Fundraising solicitation statements

Currently professional fundraisers and commercial participators fundraising for charities must have a written agreement with the charity, and must make a statement telling potential donors that they are getting paid when they ask for money. This is so that potential donors can make an informed choice about giving.

The Act makes two main changes these ‘solicitation statements’:

  • they will have to include the amount the professional fundraiser or commercial participator will be paid for fundraising for the appeal, or if the specific amount isn’t known, to give a reasonably accurate estimate of what they’ll receive.
  • Slightly different statements will also have to be made by employees, officers and trustees of charities who act as collectors. This doesn’t apply to volunteers

Public charitable collections

The Act provides for a new system for licensing charitable collections in public. It applies to all such collections, including face-to-face fundraising, involving requests for direct debits.

There is a new role for the Commission in checking whether charities and other organisations are fit and proper to carry out public collections and we will be responsible for issuing public collections certificates, valid for up to five years.

We need to develop the right regulations and guidance so that we can take on this new role. We also need the necessary resources to set up the new systems and this will take time to set up. We don’t envisage taking on this function for a few years yet.

Collections in public places

Previous legislation referred to ‘street’ collections. The Act extends this to collections in ‘public places’ which includes some privately owned land, such as railway station ticket halls and supermarket forecourts. Once a charity has a public collections certificate it will be able to apply to a local authority for a permit to hold collections at certain times in certain places in that local authority area.

Local authorities will ensure that there are not too many collections taking place at the same time, in the same place.

Door to door collections

Previous legislation referred to ‘house to house’ collections. The Act refers instead to ‘door to door’ collections, to make clear that this includes business premises.

A charity with a public collections certificate will be able to conduct door to door collections without permission from a local authority, but it must inform the local authority that the collection is taking place.

Local, short-term collections

Some collections will be exempt from licensing and will not require either a certificate or permit, but organisers will have to notify the local authority that the collection is taking place; so small scale activities like carol singing should not be disproportionately affected.

New Charity Tribunal

Sometimes charities and others affected by a legal decision we’ve made feel that the decision is wrong and want to challenge it. In order to appeal against a decision by the Commission, the case must currently be taken to the High Court, which is difficult and expensive.
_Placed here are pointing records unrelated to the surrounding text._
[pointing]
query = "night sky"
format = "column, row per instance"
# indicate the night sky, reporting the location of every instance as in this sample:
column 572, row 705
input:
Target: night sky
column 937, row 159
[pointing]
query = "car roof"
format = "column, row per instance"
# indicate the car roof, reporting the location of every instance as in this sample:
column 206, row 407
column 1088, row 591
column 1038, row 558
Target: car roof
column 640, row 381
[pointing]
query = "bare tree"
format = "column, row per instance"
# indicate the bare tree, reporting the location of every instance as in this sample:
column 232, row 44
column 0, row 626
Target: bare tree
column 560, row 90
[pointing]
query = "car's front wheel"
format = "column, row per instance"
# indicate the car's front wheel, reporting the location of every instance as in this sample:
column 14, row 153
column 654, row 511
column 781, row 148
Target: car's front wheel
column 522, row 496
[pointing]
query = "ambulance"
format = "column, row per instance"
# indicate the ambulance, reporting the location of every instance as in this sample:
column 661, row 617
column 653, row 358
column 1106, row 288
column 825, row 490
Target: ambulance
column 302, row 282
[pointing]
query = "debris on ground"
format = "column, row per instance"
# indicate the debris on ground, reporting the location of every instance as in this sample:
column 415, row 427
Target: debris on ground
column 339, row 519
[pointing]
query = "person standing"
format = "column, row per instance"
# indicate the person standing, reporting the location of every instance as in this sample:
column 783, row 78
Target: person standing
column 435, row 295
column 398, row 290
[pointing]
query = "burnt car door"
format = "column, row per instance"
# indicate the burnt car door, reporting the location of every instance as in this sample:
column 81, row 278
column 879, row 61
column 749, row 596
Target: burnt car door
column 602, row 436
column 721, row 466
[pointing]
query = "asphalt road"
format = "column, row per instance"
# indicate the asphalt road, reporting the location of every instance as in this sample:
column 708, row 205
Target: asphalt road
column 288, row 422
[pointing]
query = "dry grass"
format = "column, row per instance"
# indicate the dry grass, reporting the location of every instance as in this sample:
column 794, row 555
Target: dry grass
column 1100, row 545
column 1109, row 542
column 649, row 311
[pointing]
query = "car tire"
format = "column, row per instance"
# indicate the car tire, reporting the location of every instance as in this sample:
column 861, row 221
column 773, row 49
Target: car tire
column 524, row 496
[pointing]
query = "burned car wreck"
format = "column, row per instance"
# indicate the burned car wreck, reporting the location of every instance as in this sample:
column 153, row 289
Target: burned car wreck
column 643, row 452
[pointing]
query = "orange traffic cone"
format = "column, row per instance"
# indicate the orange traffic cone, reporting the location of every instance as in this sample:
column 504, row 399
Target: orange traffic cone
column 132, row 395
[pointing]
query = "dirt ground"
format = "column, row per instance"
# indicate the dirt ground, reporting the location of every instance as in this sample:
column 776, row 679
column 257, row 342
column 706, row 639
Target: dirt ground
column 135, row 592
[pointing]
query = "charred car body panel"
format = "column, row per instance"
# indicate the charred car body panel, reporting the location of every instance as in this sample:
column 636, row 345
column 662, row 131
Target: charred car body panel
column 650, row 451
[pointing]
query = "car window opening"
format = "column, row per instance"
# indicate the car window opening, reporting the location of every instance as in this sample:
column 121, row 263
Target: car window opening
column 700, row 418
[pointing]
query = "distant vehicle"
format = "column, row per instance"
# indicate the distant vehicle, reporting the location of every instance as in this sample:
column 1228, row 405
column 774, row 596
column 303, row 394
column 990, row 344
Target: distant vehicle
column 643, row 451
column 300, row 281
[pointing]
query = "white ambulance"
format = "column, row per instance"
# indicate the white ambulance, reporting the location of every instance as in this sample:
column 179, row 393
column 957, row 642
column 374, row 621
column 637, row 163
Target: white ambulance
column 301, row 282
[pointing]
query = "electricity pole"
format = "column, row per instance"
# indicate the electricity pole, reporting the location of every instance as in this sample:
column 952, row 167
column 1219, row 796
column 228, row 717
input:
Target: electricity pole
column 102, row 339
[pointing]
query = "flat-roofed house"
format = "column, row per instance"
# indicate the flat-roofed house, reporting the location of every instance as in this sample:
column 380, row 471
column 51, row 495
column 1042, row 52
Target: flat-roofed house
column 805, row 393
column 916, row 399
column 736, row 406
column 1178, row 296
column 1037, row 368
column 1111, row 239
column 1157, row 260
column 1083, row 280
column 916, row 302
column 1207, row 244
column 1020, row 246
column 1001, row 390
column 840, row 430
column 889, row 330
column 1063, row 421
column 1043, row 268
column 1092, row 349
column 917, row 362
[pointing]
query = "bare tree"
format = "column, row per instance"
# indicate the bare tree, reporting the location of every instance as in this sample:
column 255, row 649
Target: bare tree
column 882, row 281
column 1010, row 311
The Act will create a new Charity Tribunal to deal with appeals against, and reviews of, legal decisions by the Commission. It will also take referrals from the Commission or the Attorney General which involve the operation or application of charity law.

Establishing the Tribunal is the responsibility of the Department for Constitutional Affairs and it’s expected it will take at least a year to set it up.

The Charity Tribunal won’t deal with customer service complaints. These will continue to be dealt with by our internal complaints system and the Independent Complaints Reviewer.